Ten aanzien van de rugklachten heeft de verzekeringsarts bezwaar en beroep in dat kader gemotiveerd dat er een duidelijke discrepantie bestaat tussen de bevindingen bij technisch onderzoek, zoals eerder röntgenonderzoek, en de door appellant ervaren beperkingen, en dat in het kader van het Schattingsbesluit uitgegaan moet worden van te objectiveren afwijkingen als gevolg van ziekte of gebrek. Hij licht toe dat het al dan niet bestaan van een causale relatie (medisch substraat) daarom een belangrijk gegeven is. Dat de neuroloog op 30 maart 2018 bij lichamelijk onderzoek van appellant een fors beperkte beweeglijkheid van de cervicale, thoracale en lumbale wervelkolom bij gespannen pijnlijke musculatuur aantrof, maakt deze motivering niet ontoereikend, nu uit die bevindingen geen medische oorzaak blijkt. Een eventuele uitslag van de MRI-scan die op 12 mei 2018 zou volgen, heeft appellant niet in geding gebracht. Ook de toelichting ten aanzien van de knieklachten, waarvoor geen afwijkend anatomisch en/of fysiologisch substraat is aangetoond dat de klachten kan verklaren, heeft de rechtbank terecht voldoende geacht. Dat uit verklaringen van de behandelend sector zou blijken dat de knieklachten erger zijn dan enkel wat slijtage, is niet gebleken. Dit kan in elk geval niet worden afgeleid uit de verklaring van de neuroloog over de wervelkolom. De rechtbank heeft ten aanzien van de psychische klachten terecht verwezen naar de toelichting van de verzekeringsarts bezwaar en beroep, die inhoudt dat uit de verwijzing van 2 maart 2018 en uit het psychisch onderzoek door de primaire verzekeringsarts niet blijkt dat op de datum in geding al sprake was van ernstige psychische klachten. De stelling dat het Uwv daarover informatie bij de behandelend sector had moeten opvragen, wordt daarom ook niet gevolgd. Tot slot blijkt evenmin uit de informatie van de neuroloog dat op datum in geding sprake was van psychische klachten, nu daarin uitsluitend fysieke klachten worden genoemd.
4.6.
Gelet op het voorgaande, wordt de rechtbank ook gevolgd in haar oordeel dat het Uwv voldoende heeft gemotiveerd dat de aan de berekening van het arbeidsongeschiktheidspercentage ten grondslag gelegde functies in medisch opzicht voor appellant geschikt zijn.
4.7.
Uit 4.2 tot en met 4.6 volgt dat het hoger beroep niet slaagt. De aangevallen uitspraak zal worden bevestigd.
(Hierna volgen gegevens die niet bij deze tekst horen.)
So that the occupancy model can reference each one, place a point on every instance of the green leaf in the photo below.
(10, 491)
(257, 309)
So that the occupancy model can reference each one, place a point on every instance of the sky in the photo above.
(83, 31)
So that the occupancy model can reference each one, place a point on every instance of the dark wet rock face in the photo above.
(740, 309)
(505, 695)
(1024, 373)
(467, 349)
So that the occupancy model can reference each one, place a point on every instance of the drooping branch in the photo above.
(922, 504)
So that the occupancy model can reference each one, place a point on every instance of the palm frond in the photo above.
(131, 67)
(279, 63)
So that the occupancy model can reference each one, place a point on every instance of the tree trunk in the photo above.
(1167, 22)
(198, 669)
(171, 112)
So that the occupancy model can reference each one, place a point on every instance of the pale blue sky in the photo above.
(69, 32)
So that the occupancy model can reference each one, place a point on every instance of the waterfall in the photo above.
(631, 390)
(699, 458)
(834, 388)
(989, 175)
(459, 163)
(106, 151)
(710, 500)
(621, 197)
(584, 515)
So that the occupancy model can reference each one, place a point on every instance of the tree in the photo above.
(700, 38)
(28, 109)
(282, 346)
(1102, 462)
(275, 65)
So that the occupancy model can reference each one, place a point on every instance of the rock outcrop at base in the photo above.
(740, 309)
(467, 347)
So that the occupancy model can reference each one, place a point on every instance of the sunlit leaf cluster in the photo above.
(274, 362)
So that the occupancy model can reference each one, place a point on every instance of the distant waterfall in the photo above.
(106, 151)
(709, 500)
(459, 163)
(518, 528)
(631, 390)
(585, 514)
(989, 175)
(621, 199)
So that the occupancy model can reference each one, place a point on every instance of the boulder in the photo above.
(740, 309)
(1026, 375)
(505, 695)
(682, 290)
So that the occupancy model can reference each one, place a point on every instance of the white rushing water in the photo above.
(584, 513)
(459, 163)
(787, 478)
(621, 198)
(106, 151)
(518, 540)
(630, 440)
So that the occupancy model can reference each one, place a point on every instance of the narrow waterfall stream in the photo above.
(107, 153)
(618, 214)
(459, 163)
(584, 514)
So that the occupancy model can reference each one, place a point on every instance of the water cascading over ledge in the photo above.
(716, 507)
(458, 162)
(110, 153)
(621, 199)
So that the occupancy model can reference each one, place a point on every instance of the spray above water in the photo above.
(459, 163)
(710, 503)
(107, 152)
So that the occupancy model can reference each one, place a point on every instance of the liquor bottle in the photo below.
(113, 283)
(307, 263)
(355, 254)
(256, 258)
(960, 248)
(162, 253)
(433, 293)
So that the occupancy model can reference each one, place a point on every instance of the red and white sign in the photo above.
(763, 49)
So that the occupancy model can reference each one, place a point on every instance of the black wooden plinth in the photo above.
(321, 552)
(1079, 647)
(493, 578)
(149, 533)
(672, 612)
5. Er is geen aanleiding voor een veroordeling in de proceskosten.

BESLISSING

De Centrale Raad van Beroep bevestigt de aangevallen uitspraak.
Deze uitspraak is gedaan door H.G. Rottier, in tegenwoordigheid van D.S. Barthel als griffier. De beslissing is uitgesproken in het openbaar op 1 juli 2020.